Forgive me if I start a little basic here, I’ll get directly to your query soon.
The use for an API is to expose functionality without giving any sort of real access to your server. This allows third parties to do things while allowing you complete control over it. So to start developing an API you first need to figure out what functionality to expose. For the purposes of example let’s look at this form the perspective of someone who needs to build an API. The reseller, RecordInformant™ (completely made up), has a bunch of server that can search terabytes of information using a proprietary method they spent nearly a million dollars developing. Now we don’t care what our clients sell this for or how do they any of that, they get to query us unlimited times per term for $50,000 a year. This business model presents an issue because it is unreasonable to give 5tb of information to each client with 10gb of data updates each day and expect them to have the server capabilities for this, furthermore you want to keep your search methods a secret.

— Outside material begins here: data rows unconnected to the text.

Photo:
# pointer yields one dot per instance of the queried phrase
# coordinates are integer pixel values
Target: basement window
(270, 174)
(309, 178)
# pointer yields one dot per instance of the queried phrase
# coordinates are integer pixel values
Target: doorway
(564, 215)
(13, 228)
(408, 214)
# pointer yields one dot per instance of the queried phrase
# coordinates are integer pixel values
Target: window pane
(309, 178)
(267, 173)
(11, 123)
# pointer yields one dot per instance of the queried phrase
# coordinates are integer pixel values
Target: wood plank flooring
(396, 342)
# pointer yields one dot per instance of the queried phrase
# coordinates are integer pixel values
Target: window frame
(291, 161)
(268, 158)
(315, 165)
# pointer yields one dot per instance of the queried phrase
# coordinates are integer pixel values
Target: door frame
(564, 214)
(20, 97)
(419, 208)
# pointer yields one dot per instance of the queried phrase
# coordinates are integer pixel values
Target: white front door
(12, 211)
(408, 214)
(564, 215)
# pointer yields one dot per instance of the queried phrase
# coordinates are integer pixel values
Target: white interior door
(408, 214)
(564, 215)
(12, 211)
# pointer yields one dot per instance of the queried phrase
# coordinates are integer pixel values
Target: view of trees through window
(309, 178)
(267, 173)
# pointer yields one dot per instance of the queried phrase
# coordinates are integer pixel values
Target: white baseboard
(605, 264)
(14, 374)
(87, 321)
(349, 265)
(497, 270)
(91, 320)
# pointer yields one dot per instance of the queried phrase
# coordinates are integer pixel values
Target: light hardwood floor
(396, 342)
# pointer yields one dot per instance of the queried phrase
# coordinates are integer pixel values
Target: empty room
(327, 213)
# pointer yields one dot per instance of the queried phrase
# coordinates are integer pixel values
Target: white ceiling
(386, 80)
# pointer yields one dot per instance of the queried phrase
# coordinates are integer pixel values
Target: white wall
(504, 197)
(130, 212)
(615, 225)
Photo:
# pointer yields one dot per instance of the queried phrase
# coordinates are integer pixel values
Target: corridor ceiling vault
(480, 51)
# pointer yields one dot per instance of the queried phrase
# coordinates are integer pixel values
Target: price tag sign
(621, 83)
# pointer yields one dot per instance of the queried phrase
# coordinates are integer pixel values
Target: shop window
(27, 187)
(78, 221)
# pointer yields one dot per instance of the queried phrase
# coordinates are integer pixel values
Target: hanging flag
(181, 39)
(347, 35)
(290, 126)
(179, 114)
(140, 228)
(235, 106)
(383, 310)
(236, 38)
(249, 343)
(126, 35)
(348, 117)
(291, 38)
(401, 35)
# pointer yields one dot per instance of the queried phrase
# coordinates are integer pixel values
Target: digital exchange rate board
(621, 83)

The solution to this is an API. We control all the servers and there is one copy of the data in our datacenter.
RecordInformant has a number of secret search features in PHP, two being searchAddressesForName($name) which can search though billions of address records in seconds and the second is searchFormerNames($name) which does about the same thing. To expose it they might use some code like the following (this is 100% untested PHP):
PHP Code:
<?php
include("../core/reallyImportantStuff.php");
//Check the cridentials
if(loginCheck($_REQUEST["user"],$_REQUEST["pass"])==true)
{
//A real script would use better methods to create XML but I don't want to look up the docs for how to do it.

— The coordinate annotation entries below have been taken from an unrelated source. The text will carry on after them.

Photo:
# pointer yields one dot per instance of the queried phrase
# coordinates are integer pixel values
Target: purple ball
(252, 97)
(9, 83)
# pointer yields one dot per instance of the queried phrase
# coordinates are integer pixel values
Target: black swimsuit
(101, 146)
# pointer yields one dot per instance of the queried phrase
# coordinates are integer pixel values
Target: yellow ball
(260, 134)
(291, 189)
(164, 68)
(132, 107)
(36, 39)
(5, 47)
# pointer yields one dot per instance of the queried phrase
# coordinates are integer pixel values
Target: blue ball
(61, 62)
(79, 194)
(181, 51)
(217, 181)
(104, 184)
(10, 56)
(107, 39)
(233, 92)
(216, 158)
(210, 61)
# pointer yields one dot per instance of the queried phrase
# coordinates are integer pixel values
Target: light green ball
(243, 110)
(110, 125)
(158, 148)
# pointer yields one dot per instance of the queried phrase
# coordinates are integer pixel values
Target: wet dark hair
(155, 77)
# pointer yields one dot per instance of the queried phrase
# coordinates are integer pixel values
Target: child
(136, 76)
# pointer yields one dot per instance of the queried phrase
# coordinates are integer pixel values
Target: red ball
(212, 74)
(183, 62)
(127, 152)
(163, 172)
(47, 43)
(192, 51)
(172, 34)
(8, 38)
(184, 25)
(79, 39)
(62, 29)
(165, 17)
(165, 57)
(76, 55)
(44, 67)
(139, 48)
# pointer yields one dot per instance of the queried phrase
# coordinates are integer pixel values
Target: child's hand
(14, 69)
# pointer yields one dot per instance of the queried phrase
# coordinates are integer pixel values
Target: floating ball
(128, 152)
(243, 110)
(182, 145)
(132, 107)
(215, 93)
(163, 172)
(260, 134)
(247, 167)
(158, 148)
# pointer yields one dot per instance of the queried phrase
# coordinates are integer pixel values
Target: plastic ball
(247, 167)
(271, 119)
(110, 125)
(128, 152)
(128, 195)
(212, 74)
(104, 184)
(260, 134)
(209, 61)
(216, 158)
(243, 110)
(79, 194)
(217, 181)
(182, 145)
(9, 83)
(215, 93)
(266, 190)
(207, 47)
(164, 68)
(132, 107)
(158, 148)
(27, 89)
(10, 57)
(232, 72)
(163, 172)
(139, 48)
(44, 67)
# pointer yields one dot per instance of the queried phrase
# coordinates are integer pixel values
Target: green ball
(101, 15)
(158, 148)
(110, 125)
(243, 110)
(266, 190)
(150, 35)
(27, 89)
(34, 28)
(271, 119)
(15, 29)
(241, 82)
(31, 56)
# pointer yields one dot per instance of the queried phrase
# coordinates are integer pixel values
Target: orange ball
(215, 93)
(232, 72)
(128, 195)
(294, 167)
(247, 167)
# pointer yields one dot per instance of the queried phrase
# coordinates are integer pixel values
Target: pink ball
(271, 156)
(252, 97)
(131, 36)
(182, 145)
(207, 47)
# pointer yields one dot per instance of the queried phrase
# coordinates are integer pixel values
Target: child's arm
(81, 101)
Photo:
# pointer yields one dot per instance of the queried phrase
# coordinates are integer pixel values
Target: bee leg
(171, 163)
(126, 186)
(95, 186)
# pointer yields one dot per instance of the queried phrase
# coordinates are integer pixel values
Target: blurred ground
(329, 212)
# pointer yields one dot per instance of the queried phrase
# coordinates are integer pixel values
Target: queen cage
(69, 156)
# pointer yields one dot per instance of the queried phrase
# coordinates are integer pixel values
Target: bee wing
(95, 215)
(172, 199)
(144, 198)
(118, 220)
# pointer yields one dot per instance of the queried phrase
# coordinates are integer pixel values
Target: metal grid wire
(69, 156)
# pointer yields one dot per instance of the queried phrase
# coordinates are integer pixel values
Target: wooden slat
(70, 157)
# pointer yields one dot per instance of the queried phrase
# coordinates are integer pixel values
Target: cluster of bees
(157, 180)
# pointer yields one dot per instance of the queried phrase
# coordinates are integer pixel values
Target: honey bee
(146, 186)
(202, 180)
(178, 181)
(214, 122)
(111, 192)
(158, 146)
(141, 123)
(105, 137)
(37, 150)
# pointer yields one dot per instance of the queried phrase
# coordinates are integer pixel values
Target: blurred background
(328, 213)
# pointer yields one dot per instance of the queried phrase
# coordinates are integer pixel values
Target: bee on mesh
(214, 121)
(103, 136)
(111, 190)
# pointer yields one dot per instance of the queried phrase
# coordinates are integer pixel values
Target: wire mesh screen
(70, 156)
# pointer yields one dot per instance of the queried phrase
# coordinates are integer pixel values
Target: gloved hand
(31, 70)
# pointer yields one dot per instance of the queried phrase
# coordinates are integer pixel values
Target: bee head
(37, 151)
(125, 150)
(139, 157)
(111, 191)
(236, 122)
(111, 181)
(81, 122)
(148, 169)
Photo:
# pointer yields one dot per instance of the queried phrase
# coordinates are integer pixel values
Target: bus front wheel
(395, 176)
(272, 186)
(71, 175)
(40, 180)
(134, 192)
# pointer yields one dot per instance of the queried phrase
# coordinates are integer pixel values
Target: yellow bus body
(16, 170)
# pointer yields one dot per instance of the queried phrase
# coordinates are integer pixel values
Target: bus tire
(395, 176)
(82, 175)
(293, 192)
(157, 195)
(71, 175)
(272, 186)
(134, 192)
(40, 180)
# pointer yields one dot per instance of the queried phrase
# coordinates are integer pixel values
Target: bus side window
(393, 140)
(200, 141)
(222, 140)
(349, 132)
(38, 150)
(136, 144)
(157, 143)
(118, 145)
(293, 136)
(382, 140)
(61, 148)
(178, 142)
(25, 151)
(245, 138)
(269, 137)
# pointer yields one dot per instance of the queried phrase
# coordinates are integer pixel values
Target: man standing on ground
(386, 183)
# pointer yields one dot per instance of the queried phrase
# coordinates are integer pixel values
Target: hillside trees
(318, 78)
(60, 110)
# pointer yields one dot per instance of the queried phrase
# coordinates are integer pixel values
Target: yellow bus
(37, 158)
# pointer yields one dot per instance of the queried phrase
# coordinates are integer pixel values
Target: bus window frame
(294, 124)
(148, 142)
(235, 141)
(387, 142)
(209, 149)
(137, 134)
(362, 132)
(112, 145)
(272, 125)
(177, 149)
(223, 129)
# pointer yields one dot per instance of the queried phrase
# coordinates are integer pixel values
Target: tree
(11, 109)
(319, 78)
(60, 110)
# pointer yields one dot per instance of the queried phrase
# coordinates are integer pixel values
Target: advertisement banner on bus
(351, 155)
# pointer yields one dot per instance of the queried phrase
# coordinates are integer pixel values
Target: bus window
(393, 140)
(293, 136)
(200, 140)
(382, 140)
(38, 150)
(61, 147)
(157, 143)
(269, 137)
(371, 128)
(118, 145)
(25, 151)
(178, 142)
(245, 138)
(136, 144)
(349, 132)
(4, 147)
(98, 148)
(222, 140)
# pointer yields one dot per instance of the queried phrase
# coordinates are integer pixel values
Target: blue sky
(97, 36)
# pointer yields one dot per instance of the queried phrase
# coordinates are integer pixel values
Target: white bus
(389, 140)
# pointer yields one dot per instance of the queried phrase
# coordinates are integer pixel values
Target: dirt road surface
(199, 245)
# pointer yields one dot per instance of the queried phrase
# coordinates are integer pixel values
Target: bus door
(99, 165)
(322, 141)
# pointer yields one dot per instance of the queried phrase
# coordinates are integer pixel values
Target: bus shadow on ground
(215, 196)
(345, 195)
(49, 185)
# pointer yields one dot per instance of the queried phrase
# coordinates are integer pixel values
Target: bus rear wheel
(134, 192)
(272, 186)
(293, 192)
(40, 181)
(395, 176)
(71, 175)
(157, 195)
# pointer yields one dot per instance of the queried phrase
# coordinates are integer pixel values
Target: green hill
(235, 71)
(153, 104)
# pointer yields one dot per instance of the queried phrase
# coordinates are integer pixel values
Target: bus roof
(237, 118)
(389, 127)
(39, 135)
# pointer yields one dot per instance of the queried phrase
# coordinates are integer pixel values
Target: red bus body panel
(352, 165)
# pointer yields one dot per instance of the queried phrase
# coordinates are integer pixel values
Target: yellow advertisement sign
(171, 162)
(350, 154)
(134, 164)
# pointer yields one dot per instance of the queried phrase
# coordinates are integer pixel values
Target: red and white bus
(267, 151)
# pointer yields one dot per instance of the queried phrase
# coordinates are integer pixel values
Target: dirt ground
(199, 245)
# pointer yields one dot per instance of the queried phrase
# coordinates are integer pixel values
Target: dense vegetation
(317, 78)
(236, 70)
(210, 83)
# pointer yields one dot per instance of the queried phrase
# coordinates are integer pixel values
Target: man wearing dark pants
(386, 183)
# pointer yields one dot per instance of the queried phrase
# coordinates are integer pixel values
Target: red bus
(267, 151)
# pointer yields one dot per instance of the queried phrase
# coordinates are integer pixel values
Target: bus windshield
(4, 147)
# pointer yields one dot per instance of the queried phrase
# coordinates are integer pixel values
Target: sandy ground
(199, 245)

$output = '<?xml version="1.0"?>';
if($_REQUEST["method"]=="getAddressesForName")
{
$output .= "<response method='getAddressForName'>";
$addrs=getAddressesForName($_REQUEST["name"]);
foreach($addrs as $addr)
{
$output .= "<record><year>$year</year><fullAddress>$fullAddr</fulladdress></record>";
}
$output .= "</response>";
}
elseif($_REQUEST["method"]=="searchFormerNames")
{
$output .= "<response method='searchFormerNames'>";
$addrs=searchFormerNames($_REQUEST["name"]);
foreach($addrs as $addr)
{
$output .= "<record><year>$year</year><fullName>$fullName</fullName></record>";
}
$output .= "</response>";
}
}
else
{
echo "No Acccess";
}
This API takes POST/GET requests and sends back an XML response. So a reseller would query the URL (
https://api.recordinformant.com/api....Name&name=John Doe) and get the response:
HTML Code:
<?xml version="1.0"?>
<response method='getAddressForName'>
<record><year>1989</year><fullAddress>132 W. 54th Ave, New York, NY</fulladdress></record>
<record><year>1992</year><fullAddress>3524 E Grant St, Queens, NY</fulladdress></record>
<record><year>2002</year><fullAddress>4522 N Maple Ave, Portland, ME</fulladdress></record>
</response>
Which he can display to the client and maybe do some more things like integrate the addressed with Google maps.
APIs can get far more complicated than this, the one I work with the most (Ubersmith) has many functions that can do anything from create hosting accounts to generate invoices. It’s closed source so that is the way they chose to allow their clients to get custom stuff done. Different APIs also differ in their approach to this, some use GET/POST in and XML out, some use XML in and out, some use REST, SOAP or JSON both way. Furthermore it doesn't have to be in one file, instead of passing a method parameter some have a different file for each one (although almost all of them give a method in the response). Others that use a structured input such as XML can even support many queries at once, giving a structured response back.